This has got to be my 4th or 5th time reading this series. I figured I would do it again while waiting for my library to get Empire of Storms in for me to read! In the past, I’ve had a hard time reviewing this book, mostly because I love the series so much that every time I start reading it again, I blow through the whole series. Case in point: I’ve already finished Crown of Midnight (tears, all of them, all over again) before I finished writing this review. I know that most of you have already read this series, so I will keep it short, but I definitely want to talk about why this is one of my favorite young adult books I’ve come across in my time as a book blogger.
After serving out a year of hard labor in the salt mines of Endovier for her crimes, 18-year-old assassin Celaena Sardothien is dragged before the Crown Prince. Prince Dorian offers her her freedom on one condition: she must act as his champion in a competition to find a new royal assassin.
Her opponents are men-thieves and assassins and warriors from across the empire, each sponsored by a member of the king’s council. If she beats her opponents in a series of eliminations, she’ll serve the kingdom for four years and then be granted her freedom. Celaena finds her training sessions with the captain of the guard, [Chaol, literally no one calls him Westfall], challenging and exhilarating. But she’s bored stiff by court life. Things get a little more interesting when the prince starts to show interest in her … but it’s the gruff Captain Westfall who seems to understand her best.
Then one of the other contestants turns up dead … quickly followed by another. Can Celaena figure out who the killer is before she becomes a victim? As the young assassin investigates, her search leads her to discover a greater destiny than she could possibly have imagined.
What I loved: Although the first couple of chapters are not the most engaging, each character in this series develops to the point of practically jumping off the page across the entirety of the first book. Truly they are the reason I reread this book again and again – everyone gets just enough time to make them a real person in your mind, and their stories create these original individuals that you care about as much as your closest friends. Speaking of friends – not only does this book pass the Bechdel test with flying colors, but Celaena and Nehemia have one of the most meaningful female friendships that I’ve ever seen in YA Lit. All of the female characters are almost completely devoid of annoying tropes, and have their own motivations and personalities that make them completely original, from Celaena and Nehemia to Kaltain and Philippa. I could spend days raving about how much I loved all these guys from the get go.
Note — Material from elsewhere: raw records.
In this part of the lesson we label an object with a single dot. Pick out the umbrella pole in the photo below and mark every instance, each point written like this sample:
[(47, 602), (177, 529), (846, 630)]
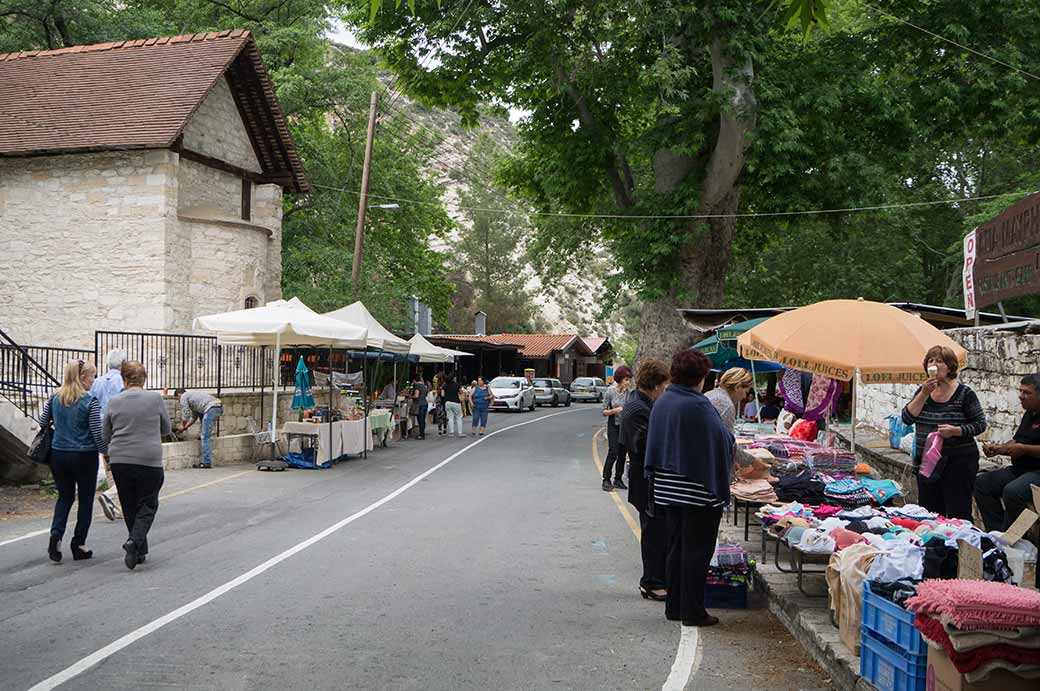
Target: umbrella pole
[(330, 408), (364, 383), (855, 394), (278, 373), (754, 389)]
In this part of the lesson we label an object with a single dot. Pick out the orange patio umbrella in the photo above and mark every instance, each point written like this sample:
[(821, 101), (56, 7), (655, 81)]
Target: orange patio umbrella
[(874, 342)]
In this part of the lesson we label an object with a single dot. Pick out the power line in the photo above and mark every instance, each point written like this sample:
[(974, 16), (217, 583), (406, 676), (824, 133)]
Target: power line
[(953, 43), (762, 214)]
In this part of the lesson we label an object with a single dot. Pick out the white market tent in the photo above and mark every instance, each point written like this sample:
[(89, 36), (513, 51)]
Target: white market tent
[(281, 323), (426, 352), (379, 336)]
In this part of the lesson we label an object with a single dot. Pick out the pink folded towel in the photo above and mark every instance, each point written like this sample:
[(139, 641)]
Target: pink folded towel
[(972, 605)]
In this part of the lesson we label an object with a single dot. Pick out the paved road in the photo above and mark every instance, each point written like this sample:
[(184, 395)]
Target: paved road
[(443, 564)]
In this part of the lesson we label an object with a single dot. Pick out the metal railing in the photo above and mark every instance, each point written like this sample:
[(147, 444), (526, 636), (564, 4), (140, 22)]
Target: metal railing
[(189, 361), (29, 374)]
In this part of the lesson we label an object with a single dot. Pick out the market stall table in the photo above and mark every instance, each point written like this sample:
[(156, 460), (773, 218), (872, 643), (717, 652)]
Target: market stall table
[(344, 437)]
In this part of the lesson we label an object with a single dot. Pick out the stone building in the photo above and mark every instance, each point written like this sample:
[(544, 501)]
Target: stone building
[(140, 185)]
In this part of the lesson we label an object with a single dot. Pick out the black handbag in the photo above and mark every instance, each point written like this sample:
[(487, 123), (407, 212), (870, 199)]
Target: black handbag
[(40, 450)]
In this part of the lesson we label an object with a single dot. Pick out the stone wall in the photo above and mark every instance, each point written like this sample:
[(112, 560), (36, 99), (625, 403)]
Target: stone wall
[(997, 360), (240, 406), (83, 244), (216, 130)]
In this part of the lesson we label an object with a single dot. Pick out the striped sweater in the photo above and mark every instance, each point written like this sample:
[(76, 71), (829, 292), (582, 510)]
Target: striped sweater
[(672, 489), (962, 410)]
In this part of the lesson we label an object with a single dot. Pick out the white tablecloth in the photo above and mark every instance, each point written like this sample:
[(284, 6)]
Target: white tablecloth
[(334, 440)]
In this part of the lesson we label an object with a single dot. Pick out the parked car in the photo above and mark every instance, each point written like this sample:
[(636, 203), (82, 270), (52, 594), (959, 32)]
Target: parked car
[(512, 393), (589, 388), (551, 392)]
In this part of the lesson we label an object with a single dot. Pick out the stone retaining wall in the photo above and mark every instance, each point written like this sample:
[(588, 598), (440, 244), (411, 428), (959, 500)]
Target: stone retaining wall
[(997, 360)]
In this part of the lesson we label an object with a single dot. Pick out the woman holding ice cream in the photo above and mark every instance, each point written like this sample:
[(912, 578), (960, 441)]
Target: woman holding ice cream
[(952, 409)]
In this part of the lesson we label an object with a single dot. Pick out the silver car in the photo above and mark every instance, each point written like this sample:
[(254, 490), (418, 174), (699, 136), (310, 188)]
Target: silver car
[(550, 392), (589, 388), (512, 393)]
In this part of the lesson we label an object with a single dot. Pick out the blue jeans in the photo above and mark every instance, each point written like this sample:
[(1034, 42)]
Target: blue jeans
[(74, 471), (479, 416), (207, 431)]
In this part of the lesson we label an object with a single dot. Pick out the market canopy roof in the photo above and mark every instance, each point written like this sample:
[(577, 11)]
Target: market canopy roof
[(379, 336), (835, 337), (284, 323), (426, 352)]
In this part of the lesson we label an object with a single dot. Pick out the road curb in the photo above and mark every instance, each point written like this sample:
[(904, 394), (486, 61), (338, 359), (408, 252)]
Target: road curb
[(807, 618)]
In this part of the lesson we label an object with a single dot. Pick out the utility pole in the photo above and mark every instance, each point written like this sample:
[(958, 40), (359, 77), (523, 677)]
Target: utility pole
[(359, 233)]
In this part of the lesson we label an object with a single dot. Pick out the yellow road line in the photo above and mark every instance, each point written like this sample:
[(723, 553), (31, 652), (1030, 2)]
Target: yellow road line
[(629, 518)]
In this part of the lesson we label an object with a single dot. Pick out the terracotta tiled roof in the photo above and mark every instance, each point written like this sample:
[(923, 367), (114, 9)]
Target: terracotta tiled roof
[(139, 95), (543, 344)]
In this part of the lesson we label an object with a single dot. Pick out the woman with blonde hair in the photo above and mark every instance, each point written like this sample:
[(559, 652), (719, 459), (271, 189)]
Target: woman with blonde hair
[(77, 441), (952, 409), (135, 423), (730, 391)]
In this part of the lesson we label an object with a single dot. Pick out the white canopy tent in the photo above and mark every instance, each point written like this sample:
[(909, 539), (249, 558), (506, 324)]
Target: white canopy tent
[(281, 323), (379, 336)]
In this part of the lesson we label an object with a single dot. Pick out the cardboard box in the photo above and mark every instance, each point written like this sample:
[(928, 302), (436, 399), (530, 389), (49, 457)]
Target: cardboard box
[(943, 676)]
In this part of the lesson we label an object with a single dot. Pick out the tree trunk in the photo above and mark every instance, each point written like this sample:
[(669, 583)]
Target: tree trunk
[(706, 254)]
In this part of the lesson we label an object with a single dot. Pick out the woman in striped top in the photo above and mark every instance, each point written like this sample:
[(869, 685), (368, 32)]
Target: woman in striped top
[(952, 409), (75, 445), (687, 460)]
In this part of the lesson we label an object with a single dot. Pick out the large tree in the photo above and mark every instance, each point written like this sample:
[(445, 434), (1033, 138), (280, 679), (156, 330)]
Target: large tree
[(674, 108)]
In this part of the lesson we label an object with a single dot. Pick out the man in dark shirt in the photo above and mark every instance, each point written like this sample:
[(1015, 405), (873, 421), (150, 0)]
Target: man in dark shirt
[(1012, 484)]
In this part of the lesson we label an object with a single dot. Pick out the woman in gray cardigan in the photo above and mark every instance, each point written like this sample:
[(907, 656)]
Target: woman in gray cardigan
[(135, 421)]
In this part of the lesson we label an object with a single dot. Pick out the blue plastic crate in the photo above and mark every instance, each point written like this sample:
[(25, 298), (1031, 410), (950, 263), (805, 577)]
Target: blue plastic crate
[(890, 622), (888, 669), (726, 597)]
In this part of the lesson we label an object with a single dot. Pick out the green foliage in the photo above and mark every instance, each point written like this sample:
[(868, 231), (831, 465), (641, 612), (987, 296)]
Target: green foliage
[(490, 250)]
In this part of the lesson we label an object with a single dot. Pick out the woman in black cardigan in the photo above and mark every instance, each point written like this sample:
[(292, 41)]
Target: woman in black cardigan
[(650, 381)]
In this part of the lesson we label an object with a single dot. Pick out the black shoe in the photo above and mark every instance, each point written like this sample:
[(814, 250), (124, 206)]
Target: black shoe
[(706, 620), (52, 549), (79, 553), (131, 558)]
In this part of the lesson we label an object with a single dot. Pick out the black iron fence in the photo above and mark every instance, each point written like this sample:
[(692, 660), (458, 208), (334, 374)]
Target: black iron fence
[(28, 374), (188, 361)]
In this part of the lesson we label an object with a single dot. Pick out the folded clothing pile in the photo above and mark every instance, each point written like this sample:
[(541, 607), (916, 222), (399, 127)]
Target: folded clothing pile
[(752, 490), (982, 625), (730, 566)]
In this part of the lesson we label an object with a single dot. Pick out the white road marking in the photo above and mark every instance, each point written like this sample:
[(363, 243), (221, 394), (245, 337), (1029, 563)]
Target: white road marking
[(26, 536), (117, 645), (687, 659)]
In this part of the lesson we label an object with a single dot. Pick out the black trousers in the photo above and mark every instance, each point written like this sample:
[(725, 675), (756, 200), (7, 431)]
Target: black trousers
[(615, 454), (692, 535), (420, 417), (951, 494), (653, 542), (74, 472), (138, 487)]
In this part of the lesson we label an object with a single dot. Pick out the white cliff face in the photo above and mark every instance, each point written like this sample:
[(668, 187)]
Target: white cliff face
[(568, 305)]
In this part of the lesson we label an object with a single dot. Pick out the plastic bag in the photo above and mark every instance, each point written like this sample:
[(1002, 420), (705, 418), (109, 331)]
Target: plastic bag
[(933, 452)]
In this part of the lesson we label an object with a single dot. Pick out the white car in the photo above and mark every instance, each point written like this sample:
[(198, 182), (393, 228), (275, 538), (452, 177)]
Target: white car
[(512, 393), (589, 388)]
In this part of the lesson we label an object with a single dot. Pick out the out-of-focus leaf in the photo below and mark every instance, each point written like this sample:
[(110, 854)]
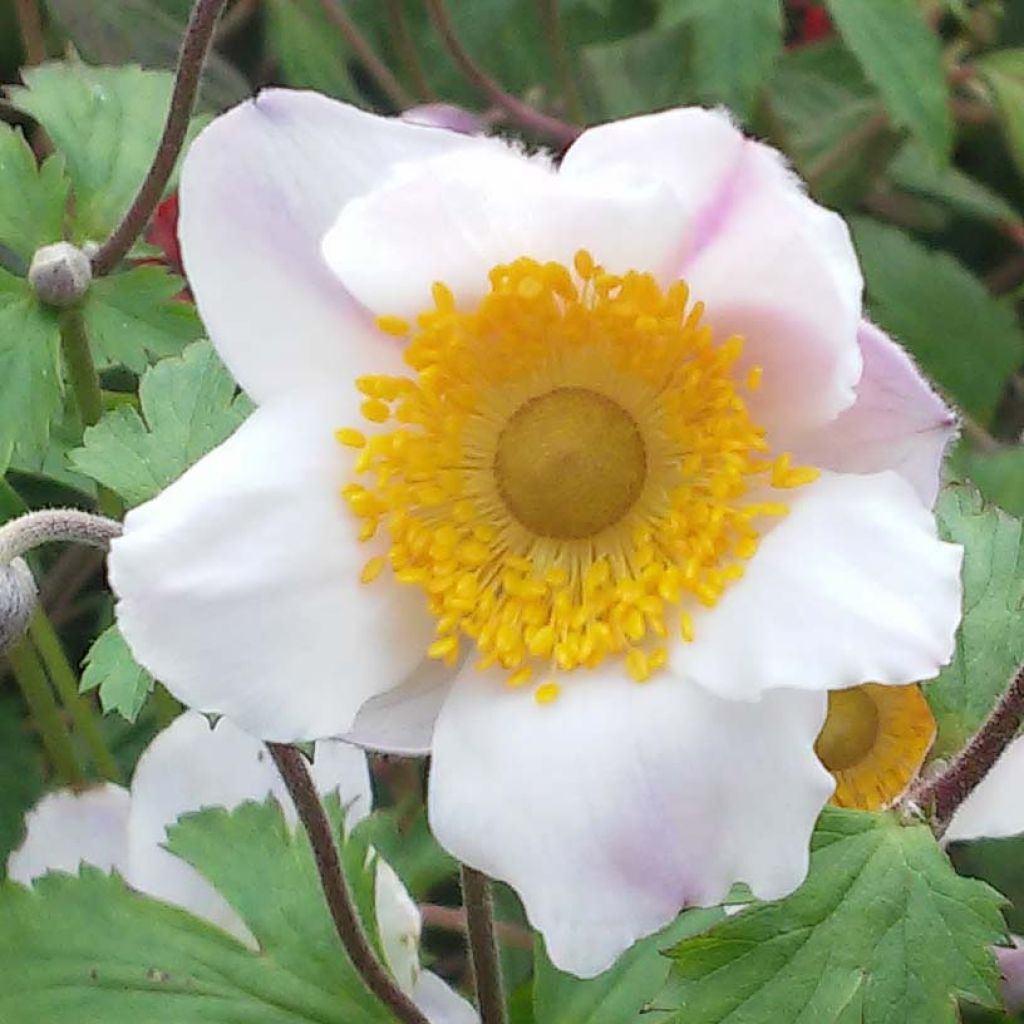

Another thing that could have very nearly been Trope Central but totally wasn’t: the King’s Champion games. I had quite a few complaints about the “games” cliché in A Gathering of Shadows, because of how hyped up it was in Hunger Games-like fashion, yet with no real promise or purpose beyond to benefit the main character’s overwhelming angst. In Throne of Glass, it looks like it will be a young woman who is strong and beautiful and totally wrecks all of the male competition…until it’s not. Celaena checks her arrogance immediately after seeing her competitors for the first time. She feels doubt, and a trickle of fear. However, instead of sitting on her hands and/or magically becoming the best, we get to see her work for her spot in the middle, and actually grow as an assassin in real-time vs through flashbacks. I actually talked to a screenwriter friend of mine about this today: what makes this book – primarily Celaena as a character – relatable to readers is the very human way that she does things during these games. During the tasks, rather than subject us to copious internal dialogue, Sarah J. Maas shows us what’s happening through human actions, like looking down while scaling a wall or registering an opponent’s size before a fight. In addition, Celaena is clearly just as much of a girl as she is a warrior: she buys dresses, eats pounds of candy, and even gets her period as the story progresses. It’s amazingly well done, and honestly something that shouldn’t be a novelty in this kind of literature.
What could have been better: The romance. I fully admit that I will be the first to ship anything that shares a meaningful look with something else, but personally, the romantic subplot between Celaena and Dorian felt forced and unnatural. This is, of course, my individual opinion, and doesn’t change how I felt about the book overall – I simply felt it was unnecessary, and I was happy when she ended it at the end. However, I know that a popular concern with this book is the lack of assassinating, especially from someone who is often referred to as Adarlan’s Assassin. I agree that Celaena definitely has her teenage girl moments more often than her badass warrior moments in this book (the excessive exclamation marks are no joke), but it felt like a negligible concern for me, seeing as people do die: either being shot through the throat, poisoned, stabbed through with a sword, clawed open and disemboweled, or just from falling to their deaths. Luckily for all those whose wanted Celaena to kill all of those folks, though, Crown of Midnight is where the real action happens when Adarlan’s Assassin truly gets back into business.